Thursday, January 31, 2013

On the planned death of innovation



I’ve had many arguments regarding the evaluative benchmark: “demonstration of ability to be innovative.” In support of my claims [and just sheer snarkiness] I supplied the following definition to provide a framework or context for my claims :
Assuming the Oxford English Dictionary definition is accepted for our purposes, I repeat the definition here for clarification: “[t]o change (a thing) into something new; to alter; to renew” and innovative as “[h]aving the character or quality of innovating.
Unfortunately, this did not move my case forward and when I asked for their definition of innovation, one was not supplied. Thus the argument stalled.

I was quite pleased when I read a section of Crawford’s book Shop Class for Soulcraft on tacit knowledge and expertise. It seemed to explicate the idea of innovation within the context of work, and not theoretical work but through exposure to real things. “The expert is not expert because he has a better memory in general, but because the patterns of chess [the example he used] are the patterns of his experience (170).” Intuitive judgements are the “experienced mind…integrating an extraordinarily large number of variables and detecting a coherent pattern. It is the pattern attended to, not the individual variables. Our ability to make good judgements is holistic in character, and arises from repeated confrontations with real things: …in a manner that may be incapable of articulation (168-169).”

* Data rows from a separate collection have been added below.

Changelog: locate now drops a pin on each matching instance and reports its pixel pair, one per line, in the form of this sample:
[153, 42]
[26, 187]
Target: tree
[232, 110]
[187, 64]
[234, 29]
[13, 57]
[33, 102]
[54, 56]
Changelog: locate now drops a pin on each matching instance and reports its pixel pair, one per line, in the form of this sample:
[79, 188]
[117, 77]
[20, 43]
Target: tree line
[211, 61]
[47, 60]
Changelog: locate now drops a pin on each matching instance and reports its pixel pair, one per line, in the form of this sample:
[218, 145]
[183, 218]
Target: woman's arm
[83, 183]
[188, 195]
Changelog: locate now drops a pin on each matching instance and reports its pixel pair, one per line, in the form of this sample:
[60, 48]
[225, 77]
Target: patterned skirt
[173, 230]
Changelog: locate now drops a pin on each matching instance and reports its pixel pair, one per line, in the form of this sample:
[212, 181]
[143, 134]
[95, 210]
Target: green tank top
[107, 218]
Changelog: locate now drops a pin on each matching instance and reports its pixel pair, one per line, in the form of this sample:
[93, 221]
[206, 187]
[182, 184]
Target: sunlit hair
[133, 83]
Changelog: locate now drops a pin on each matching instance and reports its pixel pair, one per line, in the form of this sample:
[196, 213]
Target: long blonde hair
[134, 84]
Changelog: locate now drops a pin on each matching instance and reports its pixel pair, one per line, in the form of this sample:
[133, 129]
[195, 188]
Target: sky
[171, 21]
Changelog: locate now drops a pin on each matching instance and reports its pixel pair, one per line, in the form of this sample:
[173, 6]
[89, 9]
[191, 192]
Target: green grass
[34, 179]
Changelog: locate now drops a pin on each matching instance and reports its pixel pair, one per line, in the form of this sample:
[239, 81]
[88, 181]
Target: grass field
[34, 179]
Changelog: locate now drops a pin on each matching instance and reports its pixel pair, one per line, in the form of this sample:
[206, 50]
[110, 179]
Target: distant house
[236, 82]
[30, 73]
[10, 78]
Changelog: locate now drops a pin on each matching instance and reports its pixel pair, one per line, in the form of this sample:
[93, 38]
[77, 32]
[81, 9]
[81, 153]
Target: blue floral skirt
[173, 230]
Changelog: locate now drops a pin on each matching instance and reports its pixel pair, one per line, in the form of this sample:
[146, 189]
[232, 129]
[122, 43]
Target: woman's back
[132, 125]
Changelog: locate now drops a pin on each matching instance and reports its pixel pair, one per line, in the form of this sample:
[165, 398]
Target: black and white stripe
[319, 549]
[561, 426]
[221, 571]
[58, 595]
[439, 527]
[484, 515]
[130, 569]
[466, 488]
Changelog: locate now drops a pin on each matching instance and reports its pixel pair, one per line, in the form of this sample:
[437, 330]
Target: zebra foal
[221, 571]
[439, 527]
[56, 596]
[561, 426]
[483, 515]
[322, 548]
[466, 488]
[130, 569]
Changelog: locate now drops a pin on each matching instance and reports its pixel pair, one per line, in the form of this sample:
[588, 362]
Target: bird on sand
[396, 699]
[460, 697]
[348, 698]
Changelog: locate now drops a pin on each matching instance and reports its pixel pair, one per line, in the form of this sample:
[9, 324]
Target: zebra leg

It is in the recognition of patterns one creates the foundation for innovation and creativity, in my opinion. Based on experience, one may recognize patterns be they complete or incomplete, and with this comes a consideration of new ways to deconstruct, reconstruct and even construct new approaches to old problems or newly discovered issues.

Crawford talks innovation better than I do, and in doing so states that tacit knowledge can not be reduced to simple rules that anyone may follow. The desire for rules, when faced with tacit knowledge, results in the development of placeholders representing the complexity of the thing without the essence. Thus competencies have become an attempt to encompass and ultimately control tacit knowledge as, upon investigation (paper under review), competencies are commonly reduced to a prescriptive list of activities or skills bypassing the tacit knowledge implicit in the operational (behaviour/attitude) and conceptual (meta-competence) dimensions of competency. Unfortunately the image or perception of control is becoming more important than the actual grasp offered by tacit knowledge. Thus competency is being reduced to dimensions that may be quantified and controlled. 

And this drive to quantify competencies is ultimately engendered by a neoliberal desire to reduce expenditures related to tacit knowledge. If a job may be reduced to a set of rules (or appearance of a set of rules) anyone can do it, which reduces/negates the cost related to expertise and introduces more bodies in competition for that job, driving the expense down. 

What is truly scary about this approach? Remember the “when is google good enough” and "when is good good enough" discussions? It has become, for example, when is some software good enough, such that the internal costs related to expertise and continuing expertise may be reduced or eliminated internally, reduced and transferred to a company that will manage your systems for you? When is the appearance/placeholder of expertise enough, even though the software doesn’t actually do what you need it to do/want it to do/desire to build it to do, such that social and professional responsibility for tacit knowledge in your field may be ignored in favour of dollars saved or resources allocated to other projects (likely ones not requiring tacit knowledge)? Yes, management gets to determine priorities and allocate resources but we get to ask: what is driving that activity and is it complementary or in line with our professional responsibilities/values and ethics? Under this reign, can innovation and tacit knowledge thrive? I think not. Especially as in parallel, library administrations continue to absorb any opportunities to flex tacit knowledge muscles into their ranks.